L2/01-134

From: Mark Davis [markdavis34@home.com]
Sent: Saturday, March 24, 2001 3:16 PM

Comments on W3C character model, grapheme definition


The following comments were received by the W3C on their character model.
They should more appropriately been directed to us.

My take on them is:

#1. There are many cases where identical-appearing character sequences are
not identical under NFC. That was not a design criteria for NFC. We should
make this clear, perhaps in an FAQ.

2, 3. Class 9 only has special meaning in the Unicode Standard in
informative material describing grapheme boundaries. They do not affect the
W3C Character Model, since they are neither directly nor indirectly
referenced.

However, we should clean up the grapheme definition to not depend on class
#9. I had made a proposal after the last meeting for an addition to Unicode
3.2 to address that.

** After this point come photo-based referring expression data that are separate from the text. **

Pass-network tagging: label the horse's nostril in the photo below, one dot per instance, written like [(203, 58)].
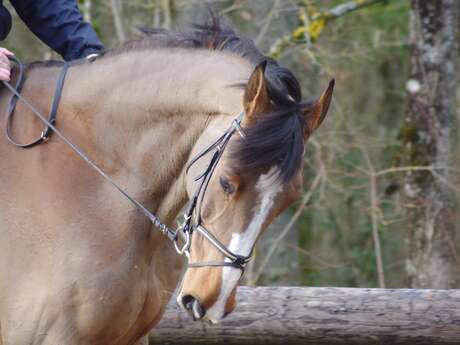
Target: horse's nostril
[(192, 305)]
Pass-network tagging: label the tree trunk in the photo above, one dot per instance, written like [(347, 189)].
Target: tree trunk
[(315, 316), (429, 136)]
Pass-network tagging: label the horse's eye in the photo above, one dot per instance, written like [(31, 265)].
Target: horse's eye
[(226, 185)]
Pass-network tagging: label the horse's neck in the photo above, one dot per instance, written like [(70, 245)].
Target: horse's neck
[(144, 112)]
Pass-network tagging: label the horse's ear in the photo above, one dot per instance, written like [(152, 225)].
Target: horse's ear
[(316, 111), (256, 100)]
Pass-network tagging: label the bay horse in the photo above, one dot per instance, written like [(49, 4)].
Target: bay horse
[(79, 263)]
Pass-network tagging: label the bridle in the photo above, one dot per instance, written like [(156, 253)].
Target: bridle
[(182, 236), (194, 206)]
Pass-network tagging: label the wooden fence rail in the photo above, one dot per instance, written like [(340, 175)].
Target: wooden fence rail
[(299, 315)]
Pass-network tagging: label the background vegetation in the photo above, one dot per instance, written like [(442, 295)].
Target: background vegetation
[(355, 167)]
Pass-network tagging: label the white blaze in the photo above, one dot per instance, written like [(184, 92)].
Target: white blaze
[(241, 243)]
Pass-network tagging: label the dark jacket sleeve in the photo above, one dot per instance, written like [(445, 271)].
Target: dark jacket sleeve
[(5, 21), (60, 25)]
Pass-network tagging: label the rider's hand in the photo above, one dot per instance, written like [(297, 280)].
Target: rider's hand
[(5, 66)]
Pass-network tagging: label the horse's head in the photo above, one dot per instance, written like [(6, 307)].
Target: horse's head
[(256, 175)]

See:

http://www.unicode.org/unicode/members/L2001/01086-grapheme.htm

We can then tune the properties independently of the combining class (which
cannot be changed).

Mark


On 26/02/2001 15:23:04 Robert R. Chilton wrote:
> This is a response to the circulation of the W3C Working Draft (26
> January 2001) of "Character Model for the World Wide Web 1.0" and
> focuses particularly on considerations of string identity matching and
> string indexing as regards characters of the Tibetan Block
> (U+0F00-U+0FCF).
>
> Since each and every character in the Tibetan Block that has a canonical
> decomposition is also listed in the Composition Exclusion Table, Unicode
> Normalization Form C is equivalent to Unicode Normalization Form D for
> any string consisting of only Tibetan Block characters.  String identity
> matching and string indexing should therefore be relatively simple for
> characters in this block.
>
> Unfortunately, there are two characters in the Tibetan Block that could
> pose problems.
>
> 1.  U+0F7E poses serious problems in string identity matching.
>
> U+0F7E RJES SU NGA RO is erroneously assigned a canonical combining
> class of zero whereas it should be assigned the same combining class
> (cc = 230) as its related forms at U+0F82 and U+0F83.  A situation
> could easily arise wherein two strings which are identical in appearance
> will not match, even after normalization.  As an example, here are two
> different ways that processes might encode the frequently occurring
> syllable HUUm:
>
>      0F67 0F7E 0F71 0F74   compared to   0F67 0F71 0F74 0F7E
> [cc:  0    0   129  132              cc:  0   129  132   0   ]
>
> These two strings have identical appearance and meaning and should,
> after normalization, be an identity match.  But because U+0F7E has a
> canonical combining class of 0, they will not match even after
> normalization.  This serious problem (of non-matching) can be avoided
> if U+0F7E is assigned a correct canonical combining class of 230.
>
> 2.  U+0F84 poses possible problems in string indexing.
>
> U+0F84 HALANTA is erroneously assigned a canonical combining class of
> nine, putting it in the class of Indic viramas.  In other Indic scripts,
> these "vowel-killers" have a specific control behavior which is not
> applicable to the Tibetan Block -- where a different encoding model with
> a set explicitly combining consonants [U+0F90 to U+0FBC] was adopted.
>
> The Tibetan mark halanta/virama (U+0F84) is simply a weak diacritical
> mark similar to U+0F39 or U+0F82 and it has no control function like
> U+094D.  If a process interprets the U+0F84 as a class 9 character,
> the process might assume that U+0F84 is a non-printing character and
> therefore would not count it as a character during certain types of
> string indexing.
>
> 3.  U+0F84 poses possible problems in text selection/cursor positioning.
>
> Similarly, if a process interprets the U+0F84 as a class 9 character,
> the process might assume that the U+0F84 is acting (in the manner of
> an Indic virama) as a joiner and it might wrongly assume that the glyph
> for the character that precedes U+0F84 is conjoined into a single
> ligature with the glyph for the character that follows the U+0F84.  Due
> to these erroneous assumptions, the process might expect (e.g., when
> determining cursor movement/placement and text selection) a display
> width that does not correspond with the actual display width of the
> characters in question.
>
>
> Robert Chilton
> Technical Director, Asian Classics Input Project (USA)
> UCA & ISO-14651 Specialist, DDC Dzongkha Computing Project (Bhutan)

----------
http://www.macchiato.com